- Born: c. 124 BC
- Died: 82 BC Senate house at Rome
- Resting place: Corpse thrown into the Tiber
- Office: Tribune of the plebs (90 BC) Praetor
- Children: Possibly 1 son

= Gaius Papirius Carbo Arvina =

Roman politician and orator (c.124–82 BC)

Gaius Papirius Carbo Arvina (c. 124 – 82 BC) was a Roman orator and politician. He was an opponent of the reforms championed by the tribune Marcus Livius Drusus and the orator Lucius Licinius Crassus, and held the plebeian tribunate the year following Drusus's murder. He held senior state positions in the interlude between the civil wars of 87 and 83 BC, when his cousin, Gnaeus Carbo, dominated the government. Nevertheless, during the war in 82 his loyalty was seen as suspect, causing Arvina to be murdered by government agents during a meeting of the Senate.

==Life==
Gaius Papirius Carbo Arvina belonged to a large generation of Roman orators whose members were all born around 124 BC and flourished during the youth of Cicero. He came from a family (the Papirii Carbones) which was prominent in Roman politics and the Senate during the late 2nd century and early 1st century BC. His father, Gaius Papirius Carbo, consul in 120 BC, had been an ally of the Gracchi brothers, deserting their cause after their deaths, only to commit suicide in 119 BC after being prosecuted by the young and rising orator Lucius Licinius Crassus.

Arvina grew up with bitter resentment for Crassus and was said to have conceived a lifelong enmity towards him. In 94 BC, Arvina followed Crassus to Gaul, of which the latter had been appointed governor, with the secret intention of gathering evidence with which he might prosecute Crassus for maladministration. Not only did Carbo find nothing incriminating within the governor's impeccable administration, but Crassus found out about Carbo's intentions and decided, to the surprise of later commentators, to incorporate him into his close circle of advisors. As a result, "the keen and bitter Carbo got nothing from his trip to Gaul, except the realization that his father had been guilty and had been sent into exile by a man of complete integrity".

In 91 BC, Carbo Arvina was an opponent of the abortive political reforms promoted by Crassus and his pupil, the tribune Marcus Livius Drusus. The following year he was a tribune of the plebs, and was very frequently seen giving speeches in the Rostra (denouncing Drusus, who had been murdered the previous year, in one of them).

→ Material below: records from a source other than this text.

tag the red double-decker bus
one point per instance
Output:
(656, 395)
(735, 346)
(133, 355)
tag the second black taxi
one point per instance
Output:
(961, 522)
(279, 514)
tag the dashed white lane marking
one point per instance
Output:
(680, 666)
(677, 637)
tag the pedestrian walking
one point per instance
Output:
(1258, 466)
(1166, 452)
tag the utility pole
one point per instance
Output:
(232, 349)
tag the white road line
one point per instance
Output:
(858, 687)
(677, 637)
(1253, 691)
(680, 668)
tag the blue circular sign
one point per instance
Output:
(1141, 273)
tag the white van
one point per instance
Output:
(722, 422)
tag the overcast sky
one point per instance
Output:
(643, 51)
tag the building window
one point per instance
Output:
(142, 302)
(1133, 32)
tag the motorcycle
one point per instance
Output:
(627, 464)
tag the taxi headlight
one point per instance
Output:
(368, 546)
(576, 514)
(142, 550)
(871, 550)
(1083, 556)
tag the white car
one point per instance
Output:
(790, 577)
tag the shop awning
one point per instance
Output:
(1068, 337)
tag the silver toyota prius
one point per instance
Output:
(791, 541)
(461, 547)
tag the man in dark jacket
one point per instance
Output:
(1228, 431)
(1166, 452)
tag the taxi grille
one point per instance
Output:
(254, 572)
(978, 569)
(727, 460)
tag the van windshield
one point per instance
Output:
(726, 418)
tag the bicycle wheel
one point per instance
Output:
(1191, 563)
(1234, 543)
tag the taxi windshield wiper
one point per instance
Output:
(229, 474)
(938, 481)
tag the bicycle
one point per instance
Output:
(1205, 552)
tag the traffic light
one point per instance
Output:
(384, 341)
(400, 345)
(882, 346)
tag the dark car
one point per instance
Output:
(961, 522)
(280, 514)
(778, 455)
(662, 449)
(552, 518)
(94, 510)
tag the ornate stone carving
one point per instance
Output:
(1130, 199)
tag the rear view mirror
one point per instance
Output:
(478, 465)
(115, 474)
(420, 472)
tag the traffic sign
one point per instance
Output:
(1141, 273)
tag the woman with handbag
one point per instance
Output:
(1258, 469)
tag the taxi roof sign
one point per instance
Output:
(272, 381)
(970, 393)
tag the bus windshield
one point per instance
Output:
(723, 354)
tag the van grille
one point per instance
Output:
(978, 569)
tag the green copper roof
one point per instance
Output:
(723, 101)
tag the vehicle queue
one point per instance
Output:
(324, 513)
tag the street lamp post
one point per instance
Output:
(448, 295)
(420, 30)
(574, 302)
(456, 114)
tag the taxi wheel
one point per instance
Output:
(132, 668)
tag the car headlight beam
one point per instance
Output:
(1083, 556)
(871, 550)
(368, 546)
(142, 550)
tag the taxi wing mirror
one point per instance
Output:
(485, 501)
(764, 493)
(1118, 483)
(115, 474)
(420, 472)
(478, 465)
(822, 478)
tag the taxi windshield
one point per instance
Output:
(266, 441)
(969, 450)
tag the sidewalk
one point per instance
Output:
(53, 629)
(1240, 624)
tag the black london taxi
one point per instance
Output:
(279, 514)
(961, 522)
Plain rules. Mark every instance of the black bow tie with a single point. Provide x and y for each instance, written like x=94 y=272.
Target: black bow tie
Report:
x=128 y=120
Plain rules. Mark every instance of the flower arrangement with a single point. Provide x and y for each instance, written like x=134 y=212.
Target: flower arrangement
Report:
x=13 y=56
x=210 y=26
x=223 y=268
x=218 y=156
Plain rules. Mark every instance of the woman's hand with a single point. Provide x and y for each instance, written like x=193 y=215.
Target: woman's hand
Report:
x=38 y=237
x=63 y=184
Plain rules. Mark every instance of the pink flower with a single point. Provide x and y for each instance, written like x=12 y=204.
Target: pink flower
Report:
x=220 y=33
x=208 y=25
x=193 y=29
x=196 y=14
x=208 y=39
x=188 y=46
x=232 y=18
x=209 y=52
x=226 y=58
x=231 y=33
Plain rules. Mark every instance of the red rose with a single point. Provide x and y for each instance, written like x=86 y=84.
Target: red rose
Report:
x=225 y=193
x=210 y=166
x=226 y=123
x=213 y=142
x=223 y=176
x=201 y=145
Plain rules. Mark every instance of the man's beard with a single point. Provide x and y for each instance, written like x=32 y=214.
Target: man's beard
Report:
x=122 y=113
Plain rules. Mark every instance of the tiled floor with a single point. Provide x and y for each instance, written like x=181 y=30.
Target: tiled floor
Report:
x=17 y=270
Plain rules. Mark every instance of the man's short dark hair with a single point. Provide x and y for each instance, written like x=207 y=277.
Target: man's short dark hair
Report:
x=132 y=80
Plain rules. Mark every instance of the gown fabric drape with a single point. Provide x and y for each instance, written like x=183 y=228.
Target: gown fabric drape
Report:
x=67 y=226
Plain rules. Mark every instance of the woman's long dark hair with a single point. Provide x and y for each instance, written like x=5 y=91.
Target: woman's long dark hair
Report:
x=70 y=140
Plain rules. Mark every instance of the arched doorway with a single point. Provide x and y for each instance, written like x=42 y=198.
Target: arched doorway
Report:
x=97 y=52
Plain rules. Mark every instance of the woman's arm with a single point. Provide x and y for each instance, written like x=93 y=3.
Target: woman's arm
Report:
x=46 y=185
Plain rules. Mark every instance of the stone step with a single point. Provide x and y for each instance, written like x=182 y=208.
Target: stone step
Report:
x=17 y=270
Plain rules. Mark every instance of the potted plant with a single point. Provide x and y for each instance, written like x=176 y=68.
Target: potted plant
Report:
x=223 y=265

During the interlude between the civil wars of 87 and 82 BC, Arvina made some rare appearances in the courts as an advocate; Cicero describes him as one of the few orators of note still active at the time. He cooperated carefully with the government at the time, which was dominated by Cornelius Cinna and Arvina's cousin, Gnaeus Carbo, and held the office of praetor in one of those years. In 82 BC, during the government's civil war against the renegade general Sulla, the faction in power became suspicious of Arvina's loyalty, notwithstanding his relation to the consul Gnaeus Carbo, and arranged for him and other unreliable senators to be murdered during a senate meeting in the Curia Hostilia. According to Appian, he was slain while still seated. His head was torn off, affixed to a cross, and set up on public display, whereas his corpse was thrown into the Tiber river.

Cicero, who heard the tribunes of 90 BC speak in the popular assemblies, identified Arvina as a second class orator, and described his style of rhetoric as follows: "his language was tolerably nervous, he spoke with ease, and there was an air of authority in his address that was perfectly natural". Cicero also considered him the only member of the Papirius Carbo family who was a good citizen. Arvina may be the father of Gaius Papirius Carbo, a senator condemned for extortion while as governor of Bithynia.